Dean Boyd, a Justice Department spokesman, said the department was evaluating a commutation request from Mr. Lindh. “It is important to remember,” Mr. Boyd said, “that the sentence was the result of a negotiated plea agreement between Mr. Lindh and the government and was handed down by an independent federal judge.”
Mr. Boyd declined to discuss why the military justice system seems to be meting out more lenient punishment for similar conduct beyond saying that what takes place at Guantánamo “is separate and distinct from the U.S. criminal justice system.”
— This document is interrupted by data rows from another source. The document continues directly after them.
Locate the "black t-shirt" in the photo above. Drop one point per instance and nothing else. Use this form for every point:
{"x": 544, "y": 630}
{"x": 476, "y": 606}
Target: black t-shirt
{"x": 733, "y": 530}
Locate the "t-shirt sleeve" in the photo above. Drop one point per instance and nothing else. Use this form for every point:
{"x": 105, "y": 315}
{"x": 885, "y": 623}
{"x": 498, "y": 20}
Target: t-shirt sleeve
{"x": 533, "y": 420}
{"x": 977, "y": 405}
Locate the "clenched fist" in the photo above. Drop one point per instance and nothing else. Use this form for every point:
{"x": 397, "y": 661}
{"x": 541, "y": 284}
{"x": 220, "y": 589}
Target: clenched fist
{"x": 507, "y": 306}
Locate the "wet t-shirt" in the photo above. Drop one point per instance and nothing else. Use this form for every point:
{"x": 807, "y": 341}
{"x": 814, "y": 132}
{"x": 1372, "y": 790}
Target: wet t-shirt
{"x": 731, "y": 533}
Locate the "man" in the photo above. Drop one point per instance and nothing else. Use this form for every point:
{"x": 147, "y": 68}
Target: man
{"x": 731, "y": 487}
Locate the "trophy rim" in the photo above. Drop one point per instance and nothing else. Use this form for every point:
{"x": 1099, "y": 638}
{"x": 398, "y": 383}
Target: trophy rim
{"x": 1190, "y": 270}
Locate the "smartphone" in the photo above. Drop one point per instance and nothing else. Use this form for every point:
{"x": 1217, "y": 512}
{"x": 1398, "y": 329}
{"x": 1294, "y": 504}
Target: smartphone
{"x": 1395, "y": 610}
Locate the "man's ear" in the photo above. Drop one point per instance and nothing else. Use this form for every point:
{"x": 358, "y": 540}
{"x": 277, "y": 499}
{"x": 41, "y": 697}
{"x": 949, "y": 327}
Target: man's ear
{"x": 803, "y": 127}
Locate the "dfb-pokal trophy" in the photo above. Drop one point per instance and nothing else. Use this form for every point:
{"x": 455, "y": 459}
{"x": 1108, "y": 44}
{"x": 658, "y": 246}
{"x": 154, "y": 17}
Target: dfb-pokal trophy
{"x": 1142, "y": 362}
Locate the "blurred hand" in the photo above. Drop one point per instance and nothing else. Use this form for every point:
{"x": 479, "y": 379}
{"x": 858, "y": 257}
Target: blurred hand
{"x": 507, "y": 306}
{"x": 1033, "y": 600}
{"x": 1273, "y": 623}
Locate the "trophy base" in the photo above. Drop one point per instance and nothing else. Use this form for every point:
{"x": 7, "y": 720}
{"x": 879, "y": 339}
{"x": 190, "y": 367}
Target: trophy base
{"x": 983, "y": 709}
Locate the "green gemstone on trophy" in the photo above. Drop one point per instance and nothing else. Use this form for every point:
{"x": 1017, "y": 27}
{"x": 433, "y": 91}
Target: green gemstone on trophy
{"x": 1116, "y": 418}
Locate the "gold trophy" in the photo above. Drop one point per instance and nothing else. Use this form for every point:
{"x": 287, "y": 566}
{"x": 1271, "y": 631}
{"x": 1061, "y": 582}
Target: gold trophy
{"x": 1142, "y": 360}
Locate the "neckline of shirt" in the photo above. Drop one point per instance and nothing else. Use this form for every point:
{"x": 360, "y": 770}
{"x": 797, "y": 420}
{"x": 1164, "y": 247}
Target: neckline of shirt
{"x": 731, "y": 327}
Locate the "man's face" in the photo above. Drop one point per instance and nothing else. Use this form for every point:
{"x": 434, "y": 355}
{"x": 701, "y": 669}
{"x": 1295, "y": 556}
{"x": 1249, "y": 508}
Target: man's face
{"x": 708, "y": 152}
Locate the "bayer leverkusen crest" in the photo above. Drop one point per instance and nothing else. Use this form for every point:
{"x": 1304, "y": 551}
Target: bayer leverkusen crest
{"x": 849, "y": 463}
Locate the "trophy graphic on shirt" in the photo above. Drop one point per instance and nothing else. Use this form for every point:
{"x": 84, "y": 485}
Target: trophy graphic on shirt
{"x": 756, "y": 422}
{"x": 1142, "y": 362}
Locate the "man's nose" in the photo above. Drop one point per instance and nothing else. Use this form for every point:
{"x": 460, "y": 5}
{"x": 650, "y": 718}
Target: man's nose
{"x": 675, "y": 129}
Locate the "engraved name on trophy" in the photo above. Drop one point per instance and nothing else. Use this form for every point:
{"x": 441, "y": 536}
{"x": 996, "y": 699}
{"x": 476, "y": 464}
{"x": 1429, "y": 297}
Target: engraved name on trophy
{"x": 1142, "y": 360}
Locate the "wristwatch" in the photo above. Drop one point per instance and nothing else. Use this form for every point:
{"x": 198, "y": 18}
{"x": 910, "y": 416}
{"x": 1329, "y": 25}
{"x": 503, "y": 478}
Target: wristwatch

Still, aspects of the experiences of Mr. Lindh, Mr. Hamdi and Mr. Hicks were quite similar. All have said, for instance, that they were subjected to abusive interrogations, but all gave up their right to sue over them. All acknowledged that the United States could again decide to capture and detain them as enemy combatants even after they were freed.
And all were at times denied access to lawyers who sought to represent them. The Federal Bureau of Investigation, over the objections of the Justice Department’s own ethics lawyer, interrogated Mr. Lindh without a lawyer after his family had retained one for him.
Jesselyn Radack, the lawyer who gave the ethics advice, left the department in 2002 over its conduct in the Lindh case. Ms. Radack has continued to follow the case, though, and she cannot find a way to harmonize the punishments meted out to the three men.
“One guy is sitting in jail for 20 years,” she said. “The other guy is scot-free. And the third will serve nine months.”
If you buy a house and the real estate market moves against you, that is your tough luck. The legal system takes a similar attitude toward defendants who regret the plea agreements they made. That means Mr. Lindh is out of legal options.
He has instead thrown himself on the mercy of the pardon system. Federal pardons and commutations are a matter of executive grace, decided by the president, and they can take into account any factors, including whether, with hindsight and experience, the punishment still fits the crime.